Now Sunak’s strategy of presenting himself as the serious player in tough times is stuttering. He looks like the continuity candidate, appeared aggressive in debates and has been wounded by hostility from Boris Johnson’s camp that blames him – rather than the Prime Minister’s own atrocious behaviour – for their hero’s downfall.

His team includes aides infamous for smears and a savage use of dark arts. He is lashing out with unconvincing efforts to woo activists on grammar schools, sending refugees to Rwanda and “woke nonsense” – despite claiming to have “zero interest in fighting a so-called culture war”. And having criticised Truss for proposing to swiftly cut taxes, he announced his own “temporary” cut in VAT on household energy bills.

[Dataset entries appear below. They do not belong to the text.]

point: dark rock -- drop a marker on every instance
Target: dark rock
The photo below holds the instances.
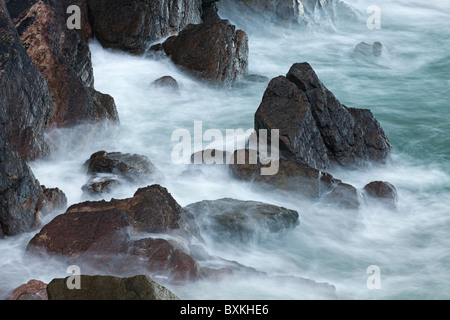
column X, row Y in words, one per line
column 232, row 219
column 210, row 156
column 56, row 199
column 32, row 290
column 140, row 287
column 108, row 171
column 100, row 185
column 166, row 82
column 366, row 50
column 315, row 128
column 301, row 179
column 382, row 191
column 99, row 234
column 25, row 100
column 63, row 58
column 132, row 25
column 216, row 53
column 163, row 258
column 21, row 196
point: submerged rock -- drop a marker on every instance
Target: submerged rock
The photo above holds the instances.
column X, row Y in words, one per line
column 300, row 179
column 166, row 82
column 315, row 128
column 32, row 290
column 366, row 50
column 140, row 287
column 109, row 170
column 382, row 191
column 214, row 52
column 100, row 234
column 230, row 219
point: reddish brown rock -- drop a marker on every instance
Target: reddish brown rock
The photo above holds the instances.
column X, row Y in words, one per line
column 32, row 290
column 100, row 234
column 63, row 58
column 132, row 25
column 26, row 105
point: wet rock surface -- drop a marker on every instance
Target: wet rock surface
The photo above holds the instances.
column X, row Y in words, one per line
column 132, row 25
column 99, row 287
column 315, row 128
column 214, row 52
column 244, row 221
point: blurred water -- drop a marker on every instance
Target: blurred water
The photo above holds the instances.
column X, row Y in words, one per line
column 407, row 88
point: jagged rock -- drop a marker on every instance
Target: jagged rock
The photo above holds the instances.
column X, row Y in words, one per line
column 100, row 234
column 21, row 195
column 132, row 25
column 315, row 128
column 108, row 170
column 166, row 82
column 294, row 177
column 63, row 58
column 303, row 12
column 366, row 50
column 382, row 191
column 25, row 100
column 140, row 287
column 226, row 57
column 32, row 290
column 56, row 199
column 232, row 219
column 210, row 156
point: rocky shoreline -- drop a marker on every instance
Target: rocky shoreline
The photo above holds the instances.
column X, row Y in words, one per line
column 47, row 82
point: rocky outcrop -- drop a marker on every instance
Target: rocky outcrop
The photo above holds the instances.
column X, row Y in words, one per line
column 132, row 25
column 383, row 192
column 102, row 234
column 315, row 128
column 22, row 199
column 25, row 101
column 98, row 287
column 213, row 51
column 63, row 58
column 167, row 82
column 244, row 221
column 109, row 170
column 32, row 290
column 294, row 177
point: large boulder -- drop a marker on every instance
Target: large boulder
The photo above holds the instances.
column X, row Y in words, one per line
column 140, row 287
column 107, row 171
column 103, row 235
column 231, row 219
column 132, row 25
column 315, row 128
column 25, row 100
column 22, row 199
column 213, row 51
column 64, row 59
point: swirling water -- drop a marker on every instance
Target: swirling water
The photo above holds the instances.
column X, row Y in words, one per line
column 407, row 89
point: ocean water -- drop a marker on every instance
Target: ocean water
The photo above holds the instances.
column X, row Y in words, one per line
column 407, row 89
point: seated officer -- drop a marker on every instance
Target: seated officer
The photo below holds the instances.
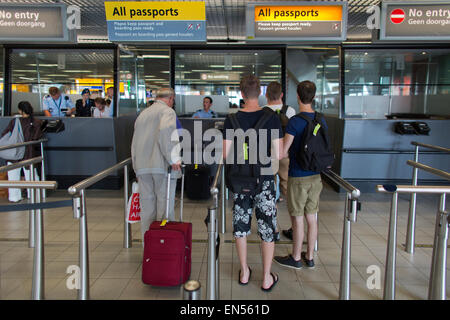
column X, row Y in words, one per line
column 85, row 104
column 57, row 104
column 206, row 112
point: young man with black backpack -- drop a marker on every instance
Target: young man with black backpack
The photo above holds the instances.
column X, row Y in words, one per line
column 306, row 143
column 248, row 134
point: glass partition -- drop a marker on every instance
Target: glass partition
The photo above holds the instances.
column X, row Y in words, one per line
column 382, row 83
column 217, row 73
column 319, row 65
column 34, row 71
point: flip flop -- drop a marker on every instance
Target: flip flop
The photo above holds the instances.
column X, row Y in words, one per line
column 273, row 284
column 249, row 277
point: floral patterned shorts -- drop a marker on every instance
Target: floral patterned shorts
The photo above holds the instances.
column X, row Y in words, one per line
column 265, row 211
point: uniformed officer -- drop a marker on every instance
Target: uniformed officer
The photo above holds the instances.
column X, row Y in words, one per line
column 57, row 104
column 206, row 112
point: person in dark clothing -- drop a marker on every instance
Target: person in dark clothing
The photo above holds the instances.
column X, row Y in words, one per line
column 31, row 128
column 83, row 106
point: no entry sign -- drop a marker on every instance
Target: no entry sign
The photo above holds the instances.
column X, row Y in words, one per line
column 397, row 16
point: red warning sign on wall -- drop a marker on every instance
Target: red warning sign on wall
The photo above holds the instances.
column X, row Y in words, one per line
column 397, row 16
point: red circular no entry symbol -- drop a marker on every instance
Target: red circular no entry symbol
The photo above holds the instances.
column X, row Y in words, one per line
column 397, row 16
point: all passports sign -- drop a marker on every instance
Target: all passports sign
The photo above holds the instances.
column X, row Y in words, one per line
column 416, row 20
column 156, row 21
column 297, row 21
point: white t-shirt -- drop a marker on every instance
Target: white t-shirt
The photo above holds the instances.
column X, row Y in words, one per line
column 290, row 112
column 106, row 113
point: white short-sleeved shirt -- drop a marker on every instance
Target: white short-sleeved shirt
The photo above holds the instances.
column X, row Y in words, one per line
column 290, row 112
column 55, row 106
column 106, row 113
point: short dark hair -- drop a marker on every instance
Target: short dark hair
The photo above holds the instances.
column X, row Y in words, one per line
column 274, row 91
column 210, row 99
column 250, row 87
column 306, row 91
column 100, row 100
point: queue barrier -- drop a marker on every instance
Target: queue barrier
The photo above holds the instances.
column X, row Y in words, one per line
column 38, row 286
column 437, row 282
column 351, row 206
column 411, row 226
column 78, row 193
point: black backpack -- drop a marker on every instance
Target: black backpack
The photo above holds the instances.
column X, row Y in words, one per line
column 283, row 117
column 245, row 178
column 315, row 153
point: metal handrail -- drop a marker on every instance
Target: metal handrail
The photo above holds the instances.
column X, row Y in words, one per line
column 437, row 283
column 86, row 183
column 437, row 172
column 21, row 164
column 79, row 210
column 22, row 144
column 430, row 146
column 350, row 209
column 343, row 184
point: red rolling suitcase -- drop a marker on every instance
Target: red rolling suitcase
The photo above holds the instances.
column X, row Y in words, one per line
column 167, row 248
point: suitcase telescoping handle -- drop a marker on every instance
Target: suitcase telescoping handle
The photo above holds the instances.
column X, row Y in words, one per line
column 169, row 172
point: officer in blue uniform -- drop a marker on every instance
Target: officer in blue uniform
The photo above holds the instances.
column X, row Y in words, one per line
column 206, row 112
column 57, row 104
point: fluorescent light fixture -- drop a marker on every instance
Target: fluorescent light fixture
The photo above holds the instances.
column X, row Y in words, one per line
column 155, row 56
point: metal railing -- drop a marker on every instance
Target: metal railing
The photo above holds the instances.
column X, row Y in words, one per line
column 350, row 209
column 31, row 216
column 411, row 226
column 38, row 282
column 41, row 141
column 437, row 282
column 212, row 279
column 80, row 212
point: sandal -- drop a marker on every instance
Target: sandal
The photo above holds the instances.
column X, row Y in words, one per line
column 249, row 276
column 273, row 284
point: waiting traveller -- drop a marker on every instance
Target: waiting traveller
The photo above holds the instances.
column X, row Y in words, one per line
column 206, row 112
column 84, row 105
column 260, row 193
column 304, row 187
column 154, row 147
column 31, row 128
column 101, row 110
column 57, row 104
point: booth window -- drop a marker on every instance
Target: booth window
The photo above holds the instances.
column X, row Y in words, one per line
column 383, row 83
column 217, row 73
column 34, row 71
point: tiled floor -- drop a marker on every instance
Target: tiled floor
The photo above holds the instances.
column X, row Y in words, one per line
column 115, row 272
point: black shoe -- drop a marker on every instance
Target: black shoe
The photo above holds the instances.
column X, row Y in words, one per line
column 308, row 263
column 289, row 261
column 288, row 233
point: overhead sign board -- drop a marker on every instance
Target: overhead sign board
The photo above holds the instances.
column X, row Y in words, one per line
column 33, row 23
column 149, row 21
column 297, row 21
column 415, row 21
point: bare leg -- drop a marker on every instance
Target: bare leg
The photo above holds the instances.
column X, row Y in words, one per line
column 241, row 247
column 312, row 235
column 297, row 236
column 267, row 249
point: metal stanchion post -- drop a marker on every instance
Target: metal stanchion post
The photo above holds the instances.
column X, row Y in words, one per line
column 389, row 279
column 223, row 227
column 192, row 290
column 83, row 293
column 344, row 285
column 127, row 240
column 44, row 191
column 410, row 232
column 437, row 285
column 31, row 213
column 38, row 284
column 211, row 276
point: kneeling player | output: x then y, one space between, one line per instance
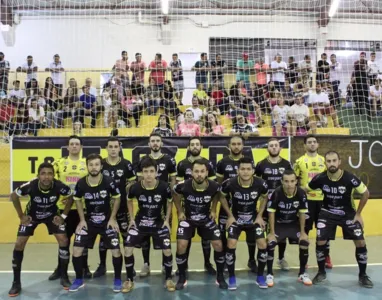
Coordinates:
244 191
44 193
287 208
151 195
98 192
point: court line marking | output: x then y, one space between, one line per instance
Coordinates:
193 270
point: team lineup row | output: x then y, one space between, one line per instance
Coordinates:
104 189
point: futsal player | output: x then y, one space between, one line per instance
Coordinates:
306 167
44 193
184 172
102 200
244 191
69 170
286 212
123 174
151 195
200 196
166 172
271 170
338 209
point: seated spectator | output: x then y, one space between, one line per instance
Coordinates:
188 127
242 128
164 127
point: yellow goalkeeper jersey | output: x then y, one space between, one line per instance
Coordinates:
306 167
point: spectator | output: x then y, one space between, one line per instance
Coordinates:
202 67
164 127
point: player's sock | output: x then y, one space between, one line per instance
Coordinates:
219 261
361 256
230 258
282 247
16 263
78 266
304 255
320 254
129 263
117 264
167 262
261 261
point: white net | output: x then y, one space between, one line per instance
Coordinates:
263 62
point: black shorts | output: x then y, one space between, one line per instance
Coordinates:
86 238
208 230
161 237
253 232
327 226
52 228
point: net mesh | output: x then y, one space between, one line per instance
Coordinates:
263 62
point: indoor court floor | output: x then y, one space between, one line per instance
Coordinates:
39 260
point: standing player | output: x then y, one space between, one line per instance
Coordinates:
121 170
166 172
44 192
306 167
200 196
339 210
102 200
184 172
271 169
69 170
244 191
286 211
151 195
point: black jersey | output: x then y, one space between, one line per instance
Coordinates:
244 198
166 166
150 203
97 198
184 170
197 203
338 195
42 204
272 173
122 172
287 208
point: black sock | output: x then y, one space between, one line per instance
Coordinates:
320 254
219 261
129 263
304 255
181 261
230 259
282 247
261 261
78 266
361 256
167 262
206 246
64 260
117 264
16 264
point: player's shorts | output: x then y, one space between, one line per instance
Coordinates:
52 228
327 226
161 237
87 237
208 230
253 232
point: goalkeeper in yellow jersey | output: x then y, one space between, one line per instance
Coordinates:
69 170
306 167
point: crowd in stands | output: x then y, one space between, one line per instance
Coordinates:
283 90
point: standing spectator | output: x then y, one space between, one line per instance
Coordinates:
177 77
56 68
202 67
244 67
138 68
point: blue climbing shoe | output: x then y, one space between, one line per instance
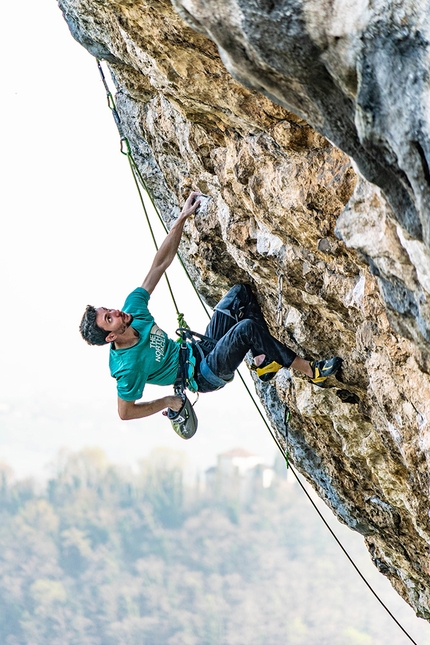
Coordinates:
323 369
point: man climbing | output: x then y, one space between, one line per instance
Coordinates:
142 353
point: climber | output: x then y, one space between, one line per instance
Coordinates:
142 353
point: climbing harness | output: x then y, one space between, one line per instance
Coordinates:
185 419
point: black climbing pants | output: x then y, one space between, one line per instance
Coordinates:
238 326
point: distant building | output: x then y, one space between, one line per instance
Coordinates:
238 475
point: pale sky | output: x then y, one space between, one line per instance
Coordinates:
67 198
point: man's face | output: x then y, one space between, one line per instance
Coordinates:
113 321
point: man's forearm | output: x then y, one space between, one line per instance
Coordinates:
167 251
129 410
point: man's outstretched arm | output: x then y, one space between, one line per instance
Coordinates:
128 410
167 251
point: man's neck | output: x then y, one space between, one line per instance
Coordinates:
128 339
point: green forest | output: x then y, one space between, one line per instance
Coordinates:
104 556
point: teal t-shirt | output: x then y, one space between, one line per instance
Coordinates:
154 359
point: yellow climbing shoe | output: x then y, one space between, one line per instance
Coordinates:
323 369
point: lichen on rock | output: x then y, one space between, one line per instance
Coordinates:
289 116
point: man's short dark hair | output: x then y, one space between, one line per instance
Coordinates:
91 332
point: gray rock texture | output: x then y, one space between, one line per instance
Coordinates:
307 123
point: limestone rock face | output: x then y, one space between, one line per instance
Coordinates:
241 99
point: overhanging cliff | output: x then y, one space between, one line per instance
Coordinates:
352 248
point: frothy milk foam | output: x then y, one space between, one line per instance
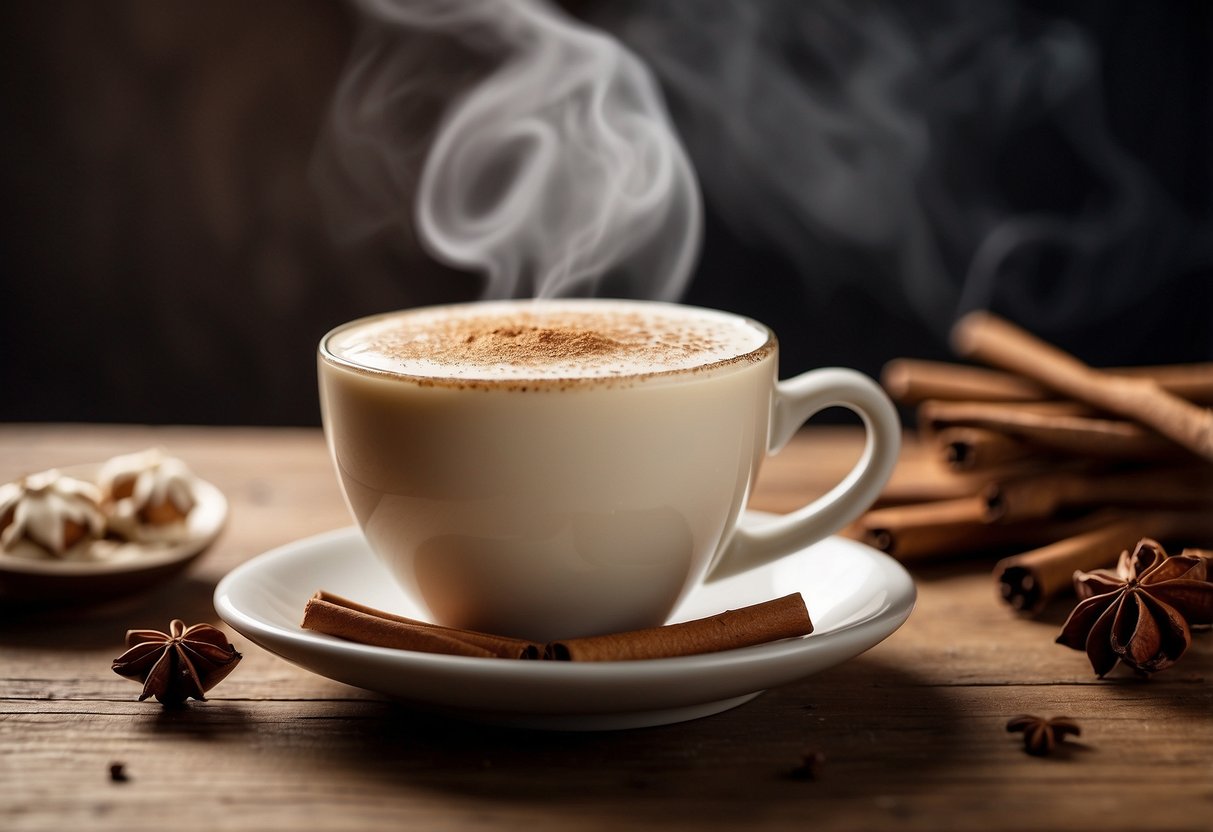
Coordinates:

Incredibly, he has been outflanked on both Brexit and the right by a rival who voted Remain and once argued for abolition of the monarchy during her days as a Liberal Democrat. Truss’s political skills must be admired, given her shifting politics, flip-flopping positions and awkwardness on stage. Yet strangely, she has offered a more authentic presence in this campaign. She is driven, geeky, resolute and has a streak of rebelliousness – even if she is playing down her middle-class roots and brutally demeaning the school in Leeds that helped her to reach Oxford University.

I fear that Sunak will see this campaign as a missed opportunity. He should have been true to himself and campaigned as a compassionate, modern Conservative who believed in aspiration and Brexit, facing down the hardliners and populists. He could have challenged the party to move on from the past, forcing a much needed debate on adapting their small-state ideals to an ageing society with creaking public services rather than simply offering a reheated Thatcherism. He would still probably have lost. But at least he would have gone down with his pride and principles intact.